Compared to just a decade ago, so much of how we work today is digital. Emails, cloud-sharing, texting — it’s how we get the job done.
Staying current in our professional and personal lives is important, but be aware that the technological push can have negative consequences if not managed correctly. When federal managers get in trouble in the digital workplace, it’s usually because of a failure to ponder a difficult, delicate or complex matter, or the result of improper personal use of government devices. Stay safe and ponder your message before you hit the “send” key.
What’s it mean to be careful? First, the golden rule: If you wouldn’t say it to someone’s face, don’t say it in an email. With the upswing in going digital, the rules of etiquette have declined. People will say things to one another in an email that they would never say to each other face to face, because it would be rude, hurtful or inappropriate. Countless federal employees are disciplined for making statements in emails that fit this category. That’s aside from forwarding the inappropriate jokes. Communicating by email does not relieve you of the obligation to be polite and appropriate.
Second, there is the increased use of email to manage down. For some managers who have difficult employees, email has relieved them of the need to actually talk to or counsel an employee. Doing it by email is easier. However, there simply is no substitute for the face-to-face counseling session. Go ahead and document the meeting with an email, but to manage a workforce and empower those who are ready, willing and able, and counsel those in need of adjustments, we need to talk to each other. Also, subtlety can get lost in email communication. And without being face to face, you cannot gauge the employee’s reaction to your words.
Third, how do you minimize the risk of being misunderstood while getting the work done? Edit yourself. Just think about how many emails you send or receive each day that contain typographical errors, spelling errors, grammatical errors or missing words. It’s become acceptable to send emails with such mistakes. A decade ago, we would have sent a letter or memo, and we’d never let it go out with those errors. But we view email communication to be less formal. Ensure you are taken seriously by proofreading your emails before hitting “send.” Undoubtedly you will also choose to edit your message for clarity and tone, add something you forgot (relieving you of the need to send follow up emails), or delete something that’s better left out of an email.
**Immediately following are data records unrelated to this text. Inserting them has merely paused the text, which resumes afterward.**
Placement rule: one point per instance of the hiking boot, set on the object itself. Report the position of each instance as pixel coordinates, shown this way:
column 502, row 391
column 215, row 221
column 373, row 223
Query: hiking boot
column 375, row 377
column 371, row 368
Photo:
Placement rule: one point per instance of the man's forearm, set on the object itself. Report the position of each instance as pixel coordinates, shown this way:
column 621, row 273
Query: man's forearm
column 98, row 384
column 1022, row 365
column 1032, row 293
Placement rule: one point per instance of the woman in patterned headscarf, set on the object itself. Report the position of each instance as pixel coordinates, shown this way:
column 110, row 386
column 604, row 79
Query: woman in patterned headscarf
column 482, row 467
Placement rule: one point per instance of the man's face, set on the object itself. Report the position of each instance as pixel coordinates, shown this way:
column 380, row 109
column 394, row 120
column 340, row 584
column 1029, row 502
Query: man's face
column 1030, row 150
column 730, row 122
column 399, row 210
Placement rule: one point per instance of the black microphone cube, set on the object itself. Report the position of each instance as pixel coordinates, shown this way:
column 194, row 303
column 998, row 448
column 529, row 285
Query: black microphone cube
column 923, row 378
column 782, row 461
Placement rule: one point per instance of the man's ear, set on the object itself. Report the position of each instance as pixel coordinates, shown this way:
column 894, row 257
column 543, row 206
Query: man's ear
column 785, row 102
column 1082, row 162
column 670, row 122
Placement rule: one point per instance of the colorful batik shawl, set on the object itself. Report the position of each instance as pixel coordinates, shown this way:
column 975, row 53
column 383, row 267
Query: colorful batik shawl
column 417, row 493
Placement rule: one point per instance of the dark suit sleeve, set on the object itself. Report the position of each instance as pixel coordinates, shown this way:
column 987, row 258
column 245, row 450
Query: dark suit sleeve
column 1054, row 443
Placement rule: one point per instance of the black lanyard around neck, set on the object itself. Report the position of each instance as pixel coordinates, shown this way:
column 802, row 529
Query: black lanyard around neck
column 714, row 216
This is a bit of work, but a well-stated email reflects well on you professionally and, when dealing with your subordinates, leaves no room for confusion or doubt on where you stand on a particular issue.
Then there are the emails of a personal nature on a government device. This almost always leads to trouble when the content involves a romantic relationship with a subordinate and you think you’re keeping it discreet. What usually happens is the manager believes that, because the subordinate is a willing participant in the relationship, it’s all kept just between the two of them. That may be true — until someone files a complaint with the Office of the Inspector General and claims you’re showing favoritism in ratings, work assignments, promotions or office locations. Your emails and text messages are fair game and will, without a doubt, all be recovered by the OIG.
If it’s a personal matter, whether it is communication with your friends and family members, or one with your co-workers, keep it off the government computer. That’s why we all have personal devices.
It’s difficult to predict how the way we work and communicate in the next 10 years will evolve. It seems the pace may quicken and we’ll experience a further reduction of formality as the use of social media in the workplace increases. If the past 10 years are a guide to the next decade, it will take a lot of effort to get it right while managing in an electronic age, and the pressure to be responsive will continue to be fodder for mistakes.